Em algumas marcas, a menção “sardinhas inteiras” ou “sardinhas cozidas em seu próprio suco” indica um cozimento a vapor. Quando se lê “sardinhas em óleo” sem outra precisão, a pré-fritura é comum. Os relatos variam sobre esse ponto conforme as marcas, mas alguns reflexos ajudam a filtrar:

  • Procurar a menção explícita “cozimento a vapor” ou “sem fritura” na embalagem ou no site do fabricante
  • Preferir sardinhas “ao natural” ou “em azeite de oliva virgem extra” cuja lista de ingredientes contém apenas sardinhas, óleo e sal
  • Desconfiar de listas de ingredientes longas: um aroma, um espessante ou um “óleo vegetal” não especificado frequentemente sinalizam um produto de baixa qualidade

Sal e consumo regular: a dose que causa problema

Uma única lata de sardinhas pode cobrir uma parte não negligenciável da ingestão diária recomendada de sódio. Para alguém que come sardinhas em conserva várias vezes por semana (o que alguns regimes ricos em peixe recomendam), o sal acumulado se torna um verdadeiro assunto, especialmente em casos de hipertensão ou doença renal.

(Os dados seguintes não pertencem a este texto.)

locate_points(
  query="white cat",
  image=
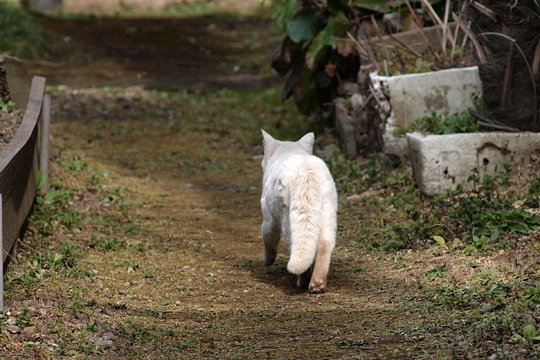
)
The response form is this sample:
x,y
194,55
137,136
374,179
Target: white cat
x,y
299,201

As sardinhas “sem sal adicionado” existem, mas permanecem minoritárias nas prateleiras. As sardinhas ao natural geralmente contêm menos sódio do que as em óleo, onde a salmoura participa da conservação.

Enxaguar as sardinhas antes de consumi-las reduz uma parte do sal, mas também altera a textura e o sabor. O compromisso mais razoável para um consumo regular: alternar entre sardinhas ao natural e sardinhas em azeite de oliva, verificando sistematicamente o teor de sal indicado no verso da lata.

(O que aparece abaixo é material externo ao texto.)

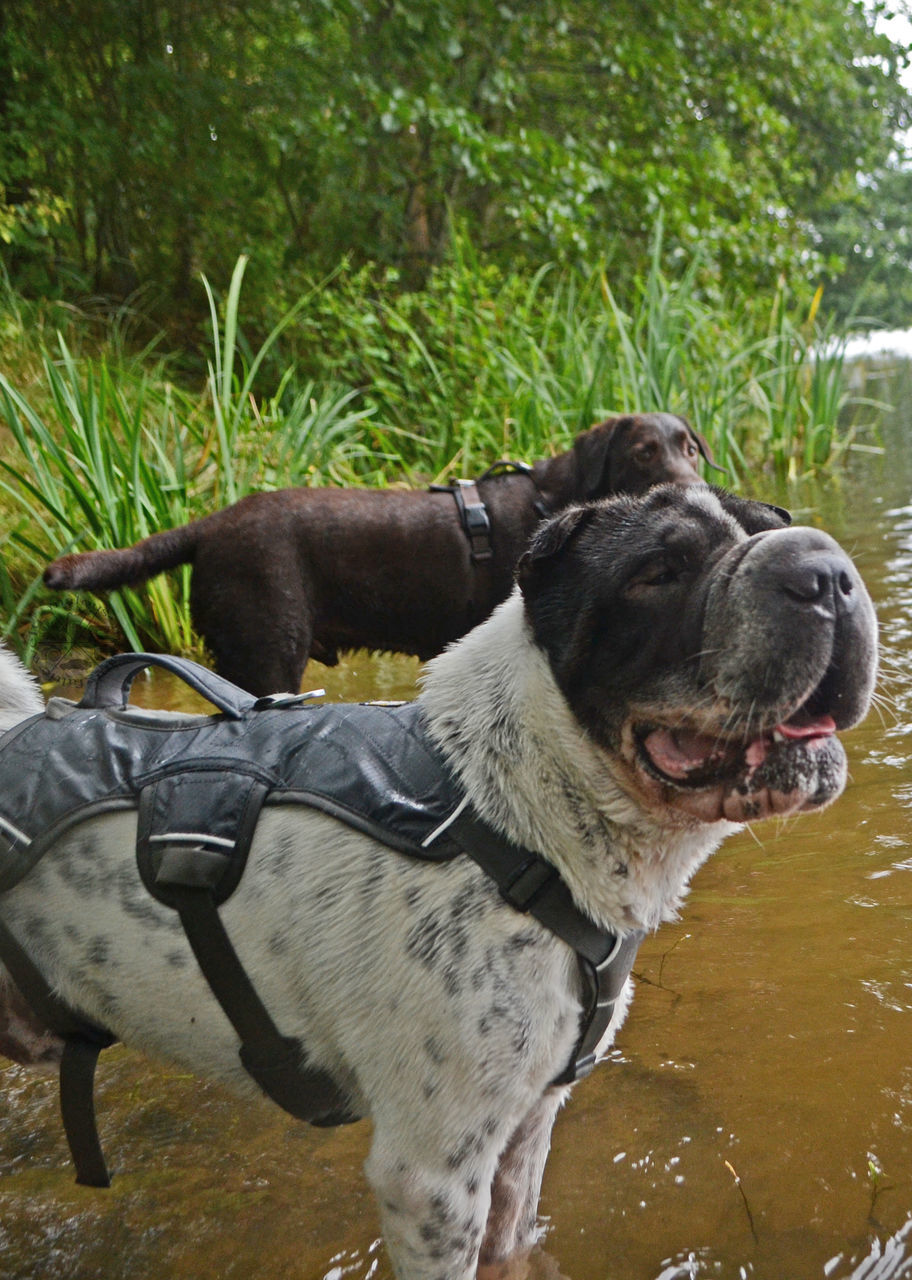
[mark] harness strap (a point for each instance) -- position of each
(474, 515)
(505, 466)
(475, 520)
(83, 1041)
(110, 682)
(274, 1061)
(533, 886)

Vista de cima de várias latas de sardinhas em conserva de diferentes marcas sobre uma bancada de mármore, cercadas por ingredientes frescos para ilustrar os critérios de seleção

Critérios concretos para escolher uma boa lata de sardinhas

No setor de conservas, o preço não é um indicador confiável de qualidade nutricional. Algumas sardinhas baratas cozidas no vapor valem mais do que uma conserva de alta gama pré-frita em um óleo medíocre. Aqui está o que se verifica em prioridade:

  • Lista de ingredientes curta: sardinhas, azeite de oliva virgem extra (ou “ao natural”), sal. Três ingredientes são suficientes
  • Menção do modo de cozimento: vapor ou “sem fritura” é um sinal positivo
  • Rótulo MSC (pesca sustentável) ou menção da zona de pesca: isso não afeta a saúde, mas indica um fabricante transparente sobre sua cadeia de suprimentos
  • Data de pesca ou safra: as sardinhas melhoram em conserva, mas uma data visível mostra uma preocupação com a rastreabilidade

As marcas que exibem claramente o modo de cozimento, a zona de pesca e uma lista de ingredientes reduzida são aquelas que não têm nada a esconder. Entre as referências frequentemente citadas por nutricionistas, encontram-se conservas artesanais da Bretanha e de Portugal, mas também algumas marcas de grande distribuição que revisaram seus processos.

A sardinha em conserva continua sendo uma das melhores relações custo-benefício em termos de qualidade nutricional no setor de peixes. Proteínas, ômega-3, vitamina D, cálcio graças às espinhas: o perfil é sólido. Toda a diferença está em o modo de cozimento e a qualidade do óleo, dois parâmetros que uma leitura atenta do rótulo é suficiente para verificar.